No meu caso foi tudo muito de repente, e tinha a obrigação de contar a 3 pessoas apenas que eram a minha mulher e os meus dois filhos, decisão que tomei no momento em que me deram a notícia.
Eu não estava preparado e não havia tempo nem conhecimento para preparar a família. Sabiam que eu tinha feito o teste ao HIV, pois tinham sido informados por mim.
Havia a possibilidade da minha mulher ter sido infectada por mim. Havia da minha parte, o medo de transmitir o vírus ao meu filho, (paranóia minha por falta de conhecimento) pois nessa altura começavam a aparecer-lhe os primeiros pelos da barba, e ele ocasionalmente usava a minha gilete para tirar a penugem, que o começava a incomodar.
Eu não tinha escapatória tinha mesmo de dizer aos que viviam comigo. Não havia intenção da minha parte de dar conhecimento a outros familiares, pelo menos nesta fase inicial.
Cometeram-se erros e o principal foi num telefonema, a minha mulher ter desabafado com a desbocada da minha sogra, que é mais eficaz em espalhar noticias que não deve, do que qualquer meio de comunicação de massas. Como fogo soprado pelo vento num ápice toda a gente sabia e não só familiares.
Na altura a internet ainda não era o meio de pesquisa que é hoje, e a informação sobre a doença era escassa.

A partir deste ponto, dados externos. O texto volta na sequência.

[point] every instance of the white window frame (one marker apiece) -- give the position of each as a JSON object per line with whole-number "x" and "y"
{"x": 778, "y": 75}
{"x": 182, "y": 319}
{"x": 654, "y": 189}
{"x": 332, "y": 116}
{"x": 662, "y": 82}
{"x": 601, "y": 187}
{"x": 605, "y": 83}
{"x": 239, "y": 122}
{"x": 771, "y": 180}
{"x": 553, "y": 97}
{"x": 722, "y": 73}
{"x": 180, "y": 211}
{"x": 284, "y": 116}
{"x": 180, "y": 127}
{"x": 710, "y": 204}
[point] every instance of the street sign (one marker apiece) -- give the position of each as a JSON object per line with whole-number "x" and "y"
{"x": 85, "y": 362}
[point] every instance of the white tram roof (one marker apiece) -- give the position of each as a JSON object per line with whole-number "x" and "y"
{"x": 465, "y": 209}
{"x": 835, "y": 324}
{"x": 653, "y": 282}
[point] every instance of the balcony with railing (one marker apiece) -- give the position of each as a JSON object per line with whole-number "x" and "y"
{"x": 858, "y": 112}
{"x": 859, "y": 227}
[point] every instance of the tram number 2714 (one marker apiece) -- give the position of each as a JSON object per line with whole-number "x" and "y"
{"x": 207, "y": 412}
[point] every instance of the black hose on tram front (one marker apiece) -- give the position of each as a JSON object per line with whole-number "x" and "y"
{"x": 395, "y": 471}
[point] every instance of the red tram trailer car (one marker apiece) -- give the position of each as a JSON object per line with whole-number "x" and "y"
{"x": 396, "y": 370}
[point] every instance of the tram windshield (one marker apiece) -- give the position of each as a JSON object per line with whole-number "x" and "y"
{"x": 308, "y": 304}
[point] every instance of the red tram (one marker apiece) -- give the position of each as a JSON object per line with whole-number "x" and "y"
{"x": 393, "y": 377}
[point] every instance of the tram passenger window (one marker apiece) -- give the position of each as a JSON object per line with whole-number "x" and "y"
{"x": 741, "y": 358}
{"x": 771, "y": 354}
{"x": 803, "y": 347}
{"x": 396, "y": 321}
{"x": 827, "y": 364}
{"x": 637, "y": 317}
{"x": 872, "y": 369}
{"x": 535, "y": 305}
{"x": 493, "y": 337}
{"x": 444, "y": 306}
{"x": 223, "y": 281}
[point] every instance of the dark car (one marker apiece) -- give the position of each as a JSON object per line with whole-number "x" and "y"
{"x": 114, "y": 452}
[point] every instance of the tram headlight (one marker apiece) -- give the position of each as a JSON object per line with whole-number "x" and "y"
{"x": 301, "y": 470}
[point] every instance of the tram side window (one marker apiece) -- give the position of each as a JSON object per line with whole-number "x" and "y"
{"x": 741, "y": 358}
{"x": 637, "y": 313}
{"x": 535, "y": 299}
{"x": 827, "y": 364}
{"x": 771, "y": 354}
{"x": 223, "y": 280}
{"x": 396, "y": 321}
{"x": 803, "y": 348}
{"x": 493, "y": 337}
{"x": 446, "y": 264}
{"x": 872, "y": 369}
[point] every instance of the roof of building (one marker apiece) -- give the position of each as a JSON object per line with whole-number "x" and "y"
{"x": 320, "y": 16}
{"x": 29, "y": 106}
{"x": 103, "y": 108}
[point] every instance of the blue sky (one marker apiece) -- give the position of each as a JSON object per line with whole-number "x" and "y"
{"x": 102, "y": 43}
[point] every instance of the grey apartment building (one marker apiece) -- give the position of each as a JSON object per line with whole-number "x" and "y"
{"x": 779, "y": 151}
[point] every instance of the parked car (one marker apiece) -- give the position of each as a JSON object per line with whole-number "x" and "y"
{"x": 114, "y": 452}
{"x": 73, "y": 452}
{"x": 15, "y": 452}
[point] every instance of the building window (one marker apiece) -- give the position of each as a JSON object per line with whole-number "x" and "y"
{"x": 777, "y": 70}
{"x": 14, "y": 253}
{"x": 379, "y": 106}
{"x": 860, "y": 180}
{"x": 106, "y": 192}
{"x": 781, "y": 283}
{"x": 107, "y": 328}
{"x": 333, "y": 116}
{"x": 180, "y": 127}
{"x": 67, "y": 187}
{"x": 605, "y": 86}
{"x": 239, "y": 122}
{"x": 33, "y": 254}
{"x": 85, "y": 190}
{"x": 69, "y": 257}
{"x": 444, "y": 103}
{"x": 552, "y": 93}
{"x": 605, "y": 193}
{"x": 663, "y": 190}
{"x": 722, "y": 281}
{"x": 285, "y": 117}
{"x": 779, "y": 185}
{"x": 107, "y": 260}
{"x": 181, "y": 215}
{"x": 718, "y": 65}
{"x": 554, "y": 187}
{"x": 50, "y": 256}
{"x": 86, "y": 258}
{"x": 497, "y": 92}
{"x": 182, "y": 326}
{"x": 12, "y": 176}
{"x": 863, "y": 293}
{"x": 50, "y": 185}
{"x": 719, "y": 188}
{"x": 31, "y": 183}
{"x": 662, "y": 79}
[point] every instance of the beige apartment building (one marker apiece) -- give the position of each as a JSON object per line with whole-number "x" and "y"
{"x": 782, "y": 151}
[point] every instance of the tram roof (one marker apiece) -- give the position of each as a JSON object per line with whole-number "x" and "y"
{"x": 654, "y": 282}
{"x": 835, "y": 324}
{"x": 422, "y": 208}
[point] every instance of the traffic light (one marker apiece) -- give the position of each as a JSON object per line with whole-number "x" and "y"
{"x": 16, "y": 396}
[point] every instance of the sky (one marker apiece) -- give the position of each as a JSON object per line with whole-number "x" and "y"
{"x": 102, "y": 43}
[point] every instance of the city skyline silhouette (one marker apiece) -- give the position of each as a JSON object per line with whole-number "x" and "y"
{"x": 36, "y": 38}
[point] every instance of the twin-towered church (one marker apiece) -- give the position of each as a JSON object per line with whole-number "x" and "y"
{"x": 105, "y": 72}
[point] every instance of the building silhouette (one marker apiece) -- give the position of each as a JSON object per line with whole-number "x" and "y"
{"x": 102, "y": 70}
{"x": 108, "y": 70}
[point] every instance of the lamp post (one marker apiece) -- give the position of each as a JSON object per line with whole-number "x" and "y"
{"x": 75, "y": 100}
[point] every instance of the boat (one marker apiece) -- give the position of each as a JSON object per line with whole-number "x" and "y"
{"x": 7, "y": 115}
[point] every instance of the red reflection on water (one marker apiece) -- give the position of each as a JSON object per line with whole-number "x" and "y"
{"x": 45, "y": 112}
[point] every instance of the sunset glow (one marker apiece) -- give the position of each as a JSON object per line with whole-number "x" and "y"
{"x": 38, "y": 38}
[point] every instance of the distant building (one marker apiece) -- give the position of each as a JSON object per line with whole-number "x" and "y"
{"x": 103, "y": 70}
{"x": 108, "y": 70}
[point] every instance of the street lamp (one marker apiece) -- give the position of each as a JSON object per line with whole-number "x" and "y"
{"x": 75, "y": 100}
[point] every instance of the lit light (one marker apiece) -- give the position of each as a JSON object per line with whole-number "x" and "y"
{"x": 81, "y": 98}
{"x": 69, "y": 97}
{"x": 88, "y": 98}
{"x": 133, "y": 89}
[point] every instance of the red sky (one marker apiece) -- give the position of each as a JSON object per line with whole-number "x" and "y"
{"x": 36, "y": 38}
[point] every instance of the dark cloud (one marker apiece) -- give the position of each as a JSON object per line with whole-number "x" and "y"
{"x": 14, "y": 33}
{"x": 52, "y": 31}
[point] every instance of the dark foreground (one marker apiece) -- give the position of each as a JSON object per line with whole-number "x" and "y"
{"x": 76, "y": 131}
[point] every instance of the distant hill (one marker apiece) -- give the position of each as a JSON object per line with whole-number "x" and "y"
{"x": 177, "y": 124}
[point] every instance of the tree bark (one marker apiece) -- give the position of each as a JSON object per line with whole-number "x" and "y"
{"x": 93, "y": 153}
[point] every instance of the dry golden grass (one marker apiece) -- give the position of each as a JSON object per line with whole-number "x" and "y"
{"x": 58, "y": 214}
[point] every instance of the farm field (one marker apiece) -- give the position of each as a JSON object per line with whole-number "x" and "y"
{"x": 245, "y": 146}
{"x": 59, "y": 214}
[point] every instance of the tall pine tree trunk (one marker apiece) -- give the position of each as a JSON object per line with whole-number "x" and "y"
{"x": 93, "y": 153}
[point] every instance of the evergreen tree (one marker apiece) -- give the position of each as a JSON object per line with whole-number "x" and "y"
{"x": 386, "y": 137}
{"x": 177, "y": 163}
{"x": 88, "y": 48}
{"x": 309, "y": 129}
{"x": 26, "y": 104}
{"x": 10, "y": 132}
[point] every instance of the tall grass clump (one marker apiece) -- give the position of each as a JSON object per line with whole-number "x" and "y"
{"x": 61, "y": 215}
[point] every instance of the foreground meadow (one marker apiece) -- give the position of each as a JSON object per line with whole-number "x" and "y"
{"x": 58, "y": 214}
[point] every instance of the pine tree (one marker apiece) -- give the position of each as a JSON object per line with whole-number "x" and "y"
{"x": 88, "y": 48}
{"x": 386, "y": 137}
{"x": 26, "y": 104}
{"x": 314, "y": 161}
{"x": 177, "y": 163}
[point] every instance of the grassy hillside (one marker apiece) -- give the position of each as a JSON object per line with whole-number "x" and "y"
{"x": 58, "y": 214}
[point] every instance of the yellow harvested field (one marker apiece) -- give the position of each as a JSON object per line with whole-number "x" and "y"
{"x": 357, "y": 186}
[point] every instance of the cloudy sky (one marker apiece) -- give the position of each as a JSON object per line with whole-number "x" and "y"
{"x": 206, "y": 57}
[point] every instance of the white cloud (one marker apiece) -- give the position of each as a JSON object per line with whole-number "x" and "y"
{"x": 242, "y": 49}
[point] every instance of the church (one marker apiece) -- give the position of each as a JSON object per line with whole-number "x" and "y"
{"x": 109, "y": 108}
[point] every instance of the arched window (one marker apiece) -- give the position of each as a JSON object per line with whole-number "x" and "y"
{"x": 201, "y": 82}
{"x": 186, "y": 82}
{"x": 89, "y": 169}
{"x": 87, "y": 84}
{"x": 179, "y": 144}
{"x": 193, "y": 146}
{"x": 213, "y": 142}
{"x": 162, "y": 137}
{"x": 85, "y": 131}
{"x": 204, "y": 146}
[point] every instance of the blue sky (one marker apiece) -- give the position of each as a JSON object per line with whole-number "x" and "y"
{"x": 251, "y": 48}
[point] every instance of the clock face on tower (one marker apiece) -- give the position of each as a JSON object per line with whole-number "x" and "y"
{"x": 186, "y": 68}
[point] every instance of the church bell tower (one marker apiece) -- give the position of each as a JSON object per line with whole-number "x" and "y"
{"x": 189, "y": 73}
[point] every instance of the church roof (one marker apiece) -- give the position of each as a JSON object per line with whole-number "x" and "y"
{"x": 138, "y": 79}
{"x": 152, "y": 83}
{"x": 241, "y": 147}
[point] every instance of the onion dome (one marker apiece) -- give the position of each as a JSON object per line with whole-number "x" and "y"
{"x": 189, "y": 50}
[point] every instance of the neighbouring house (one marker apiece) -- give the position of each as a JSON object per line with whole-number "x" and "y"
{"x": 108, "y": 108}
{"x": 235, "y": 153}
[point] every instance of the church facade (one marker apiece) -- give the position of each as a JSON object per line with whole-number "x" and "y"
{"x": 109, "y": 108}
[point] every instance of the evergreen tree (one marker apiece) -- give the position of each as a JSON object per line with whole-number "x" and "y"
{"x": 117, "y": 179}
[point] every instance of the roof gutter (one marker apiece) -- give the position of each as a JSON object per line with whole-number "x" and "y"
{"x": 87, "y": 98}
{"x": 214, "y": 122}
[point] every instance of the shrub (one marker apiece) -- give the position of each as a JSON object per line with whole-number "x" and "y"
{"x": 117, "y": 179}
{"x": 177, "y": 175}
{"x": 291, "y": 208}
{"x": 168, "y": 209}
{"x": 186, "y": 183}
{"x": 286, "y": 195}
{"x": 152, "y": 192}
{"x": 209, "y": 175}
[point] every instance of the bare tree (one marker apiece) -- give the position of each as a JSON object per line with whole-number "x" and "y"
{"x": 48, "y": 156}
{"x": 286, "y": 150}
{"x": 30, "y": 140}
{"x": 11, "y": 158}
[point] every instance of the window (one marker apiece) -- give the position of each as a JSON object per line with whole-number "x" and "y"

A realidade de há 11 anos atrás e a de hoje são diferentes, e a net deu o seu contributo na informação o que é muito importante.
Recorda-me que nessa altura eu estava desesperado, o fantasma da morte a curto prazo ocupava os meus pensamentos a toda a hora. Tinha de sair do fosso. Necessitava de falar com outros seropositivos, para saber como era. Esse contacto com seropositivos e frequentar grupos de auto ajuda permitiu erguer-me de novo e começar a dar os primeiros passos na aceitação da doença. Psiquiatras, indicados pela médica infecciologista, não ajudaram, pois no meu caso não tinham formação profissional, para ajudar um doente com HIV.
Foi o apoio de outros infectados que me ajudou a entender a infecção pelo HIV, e foram eles que despertaram em mim o sentimento de que estava vivo, que não morreria em breve e acima de tudo que podia ser útil a muita gente com os conhecimentos que ia adquirindo sobre a doença.
Os tempos mudaram, mas as necessidades do novo infectado falar livremente sobre a sua doença e ter alguém com quem desabafar mantêm-se. Na minha opinião deve apenas revelar a sua seropositividade a um pequeno número de pessoas mais próximas para procurar algum conforto. Encontrar pessoas com o mesmo problema, mesmo que virtualmente é um passo de gigante. Embora nem todos tenham ainda acesso à internet, é uma ferramenta muito útil nos primeiros tempos. A procura de informação pode no entanto ser nefasta pois, há a tendência a fixar os aspectos negativos da infecção e dos medicamentos e respectivos efeitos secundários. Quando encontram outros infectados experientes com quem possam trocar impressões o milagre acontece e os fantasmas desaparecem. A razão por que mantenho este blogue e dedico muito do meu tempo a ele parece óbvia. Outra das razões é prevenir novas infecções alertando para o facto de que a SIDA existe. É preciso preparar pessoas para entenderem o HIV, e aceitarem com normalidade a noticia vinda de um amigo ou familiar e o poderem ajudar nesta fase difícil da sua vida.
A quem devemos dizer, onde procurar ajuda, e é necessário ou não , revelar a nossa infecção?
Que apoio poderemos dar a quem nos procura e qual a melhor maneira de o fazer?
É este o “Debate” que vamos iniciar e a moderação do mesmo fica a cargo de Lídia Soares do Silêncio Culpado.
A sessão está aberta podem formular as vossas questões e dar a vossa opinião através dos comentários.
Um abraço do Raul

Notas Importantes em Comentários:

(cursor do rato sobre o texto, pára o movimento, retirando-o retoma)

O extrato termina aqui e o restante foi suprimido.